Part 2. Plotting Event-Related Potentials

2-1. Accessing event info

Event information is saved in struct-type variable EEG.event and you can access it by typing EEG.event. Also, their time trace are avilable in 37-th and 38-th channel of EEG.data.

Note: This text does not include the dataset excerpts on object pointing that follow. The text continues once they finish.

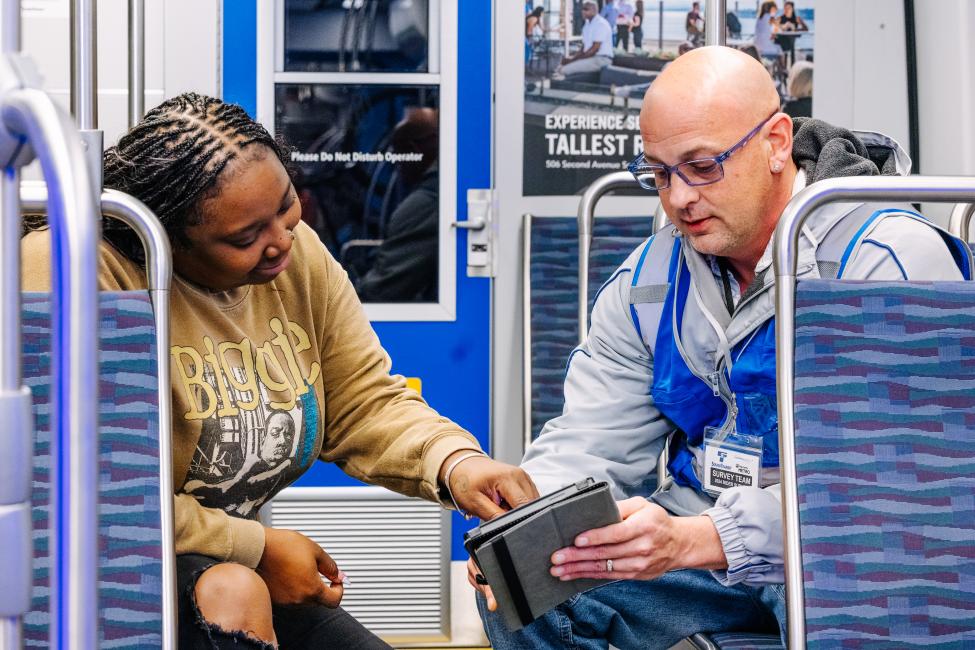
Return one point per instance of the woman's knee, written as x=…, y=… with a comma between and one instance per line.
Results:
x=235, y=599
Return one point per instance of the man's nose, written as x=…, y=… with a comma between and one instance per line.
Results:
x=680, y=194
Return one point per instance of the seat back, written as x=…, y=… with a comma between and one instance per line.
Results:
x=885, y=458
x=552, y=294
x=130, y=555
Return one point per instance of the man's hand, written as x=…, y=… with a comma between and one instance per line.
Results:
x=646, y=544
x=485, y=487
x=292, y=567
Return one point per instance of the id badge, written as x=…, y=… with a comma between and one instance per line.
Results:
x=731, y=460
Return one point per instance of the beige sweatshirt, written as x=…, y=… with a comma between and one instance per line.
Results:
x=267, y=378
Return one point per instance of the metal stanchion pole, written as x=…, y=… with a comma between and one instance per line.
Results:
x=137, y=60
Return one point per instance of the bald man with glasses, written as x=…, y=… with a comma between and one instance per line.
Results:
x=681, y=353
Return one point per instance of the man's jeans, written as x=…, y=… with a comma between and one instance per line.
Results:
x=633, y=614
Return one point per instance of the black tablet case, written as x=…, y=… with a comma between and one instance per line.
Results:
x=514, y=551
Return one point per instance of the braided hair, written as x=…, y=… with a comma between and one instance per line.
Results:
x=172, y=161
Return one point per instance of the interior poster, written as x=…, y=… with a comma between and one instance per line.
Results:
x=588, y=65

For demonstration purpose, light and sound stimuli of 7 different types of event can be extracted and drawn as follow.

# Demo 2-1. Event profile (sound/light stimuli)
condNames = ['In-phase','Out-of-phase','Delayed','Advanced',
             'Continuous','Sound only', 'Light only'];

plt.figure(figsize=(12,10))
yshift = .8;
for condition in range(1,len(condNames)+1):
  plt.subplot(4,2,condition)
  trialIdx = np.where(EEG.events[:,2]==condition)[0]

  # Light stim
  light = EEG.data[-2,:,trialIdx[0]] + yshift
  plt.plot( EEG.times*1000, light)
  
  # Sound stim
  sound = EEG.data[-1,:,trialIdx[0]] - yshift 
  plt.plot( EEG.times*1000, sound)
  
  plt.ylim([-1.5*yshift, 3*yshift])
  plt.xlim([-.10*1000, 1.10*1000])
  plt.xlabel('Time (msec)')
  plt.yticks( (yshift*-.5,yshift*1.5), labels=['Sound', 'Light'] )
  plt.title('Condition #%d. %s'%(condition,condNames[condition-1]))
  plt.gca().set_facecolor((1,1,1))
plt.subplots_adjust(wspace=.3, hspace=.8)
plt.gcf().savefig(dir_fig+'fig2-1.png', format='png', dpi=300);

2-2. Visualizing example single-trial trace

If data is successfully loaded, now you're ready! For data visualization, an example function is provided below.

The function plot_multichan() draws multi-channel time series data, by taking 1D time vector, x, and 2D data matrix, y.

# Demo 2-2a. Function for multi-channel plotting
def plot_multichan( x, y, spacing = 3000, figsize = (10,10), ch_names = EEG.ch_names ):
  # Set color theme
  color_template = np.array([[1,.09,.15],[1,.75,.28],[.4,.2,0],[.6,.7,.3],[.55,.55,.08]])
  color_space = np.tile( color_template, 
                      (int(np.ceil([ float(y.shape[0])/color_template.shape[0]])[0]), 1) )
  # Open figure and plot
  plt.figure(figsize=figsize)
  y_center = np.linspace( -spacing, spacing, y.shape[0] )
  for chanIdx in range(y.shape[0]):
    shift = y_center[chanIdx] + np.nanmean(y[chanIdx,:])
    plt.plot(x, y[chanIdx,:]-shift, color=color_space[chanIdx,], linewidth=1);
  plt.xlabel('Time (sec)')
  plt.ylim((-1.1*spacing,1.1*spacing))
  plt.yticks(y_center, ch_names[::-1]);
  plt.gca().set_facecolor((1,1,1))
  return y_center

Using plot_multichan() function, example single-trial EEG trace can be visualized as follow.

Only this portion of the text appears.